高嶺の花も恋をする【番外編追加】
☆番外編 ⑤☆
僕の彼女は可愛い。

可愛いくてたまらない。可愛すぎる。

外見だけで言ったら、とんでもなく美人だ。

冷たい印象を与える美人ではなくて、華やかで誰もが憧れて好感を持つ美しさ。

その上肌も透き通るような白さだ。

彼女はみんなの視線を集めてしまう。

僕は入社時の研修で初めて目にした彼女にハッとした。

吸い込まれるように視線を奪われてしまった。

そんな彼女は研修時も気さくに誰とでも話してよく笑っていた。

その笑顔は魅力的で見入ってしまう程美しい。

だから彼女はいつも多くの人に取り囲まれて、僕が話しかける余地なんて微塵もなかった。

まあ僕は彼女じゃなくても女性とは上手く話せない、そんなつまらない奴だったから。

大学生の頃、告白されて付き合った彼女は僕をいいように使ってワガママ放題だった。

それでも可愛い顔立ちにメイクをすると、綺麗寄りな可愛さを見せていて、そんな彼女を好きだと思った。

「私のこと好き?」

そう聞かれれば素直に「好きだよ」と答えていた。

その頃の自分は確かに彼女が好きだった。

ワガママに付き合い、欲しいと言われた物をプレゼントして。

でも彼女の求める男ではなかったようで。

付き合って半年もしないうちに言われた言葉。

「佐伯くんって顔はいいけど〜、つまらないよね。強引な男らしさもないしさ。何か思っていたのと違うみたい」

そう別れを告げられた。

ほぼ全否定で思いっきり自分に自信を無くしてしまった。

自分は男としてつまらない奴で、付き合う価値のない男。

それからは女性が怖くなって、ほとんど話す事ができなくなった。

残る学生生活は誰の事も好きにならず、女友達ももちろんいなくて。

みんながあだ名や名前で女性を呼ぶのに、僕は満足に苗字さえも呼べないまま学生時代を終了した。

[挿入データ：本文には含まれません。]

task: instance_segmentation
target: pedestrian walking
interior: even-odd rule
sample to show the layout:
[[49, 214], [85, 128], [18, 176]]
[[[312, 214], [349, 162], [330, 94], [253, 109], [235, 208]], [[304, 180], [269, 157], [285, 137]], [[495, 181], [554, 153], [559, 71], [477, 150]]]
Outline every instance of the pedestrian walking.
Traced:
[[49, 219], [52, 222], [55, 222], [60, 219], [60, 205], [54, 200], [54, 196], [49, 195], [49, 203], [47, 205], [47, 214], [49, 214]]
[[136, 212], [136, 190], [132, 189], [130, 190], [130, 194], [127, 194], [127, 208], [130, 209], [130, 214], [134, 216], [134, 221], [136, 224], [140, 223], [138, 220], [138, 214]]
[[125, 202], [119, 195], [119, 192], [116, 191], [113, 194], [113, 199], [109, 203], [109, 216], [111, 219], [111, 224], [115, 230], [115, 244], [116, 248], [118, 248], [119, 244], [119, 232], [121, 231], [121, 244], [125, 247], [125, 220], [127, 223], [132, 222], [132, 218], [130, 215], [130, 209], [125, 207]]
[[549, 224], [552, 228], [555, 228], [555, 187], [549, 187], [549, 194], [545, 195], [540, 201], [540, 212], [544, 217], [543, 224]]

そして社会人になり雨宮莉緒という美女に出会い、最初は感じたことのないドキドキを経験したけど、相変わらずの僕は彼女だけでなく会社の女性の誰とも打ち解けることがなかった。

同期のみんなが苗字の呼び捨てや名前で呼び合う中、僕は女性全員にさん付けで呼び敬語で話していた。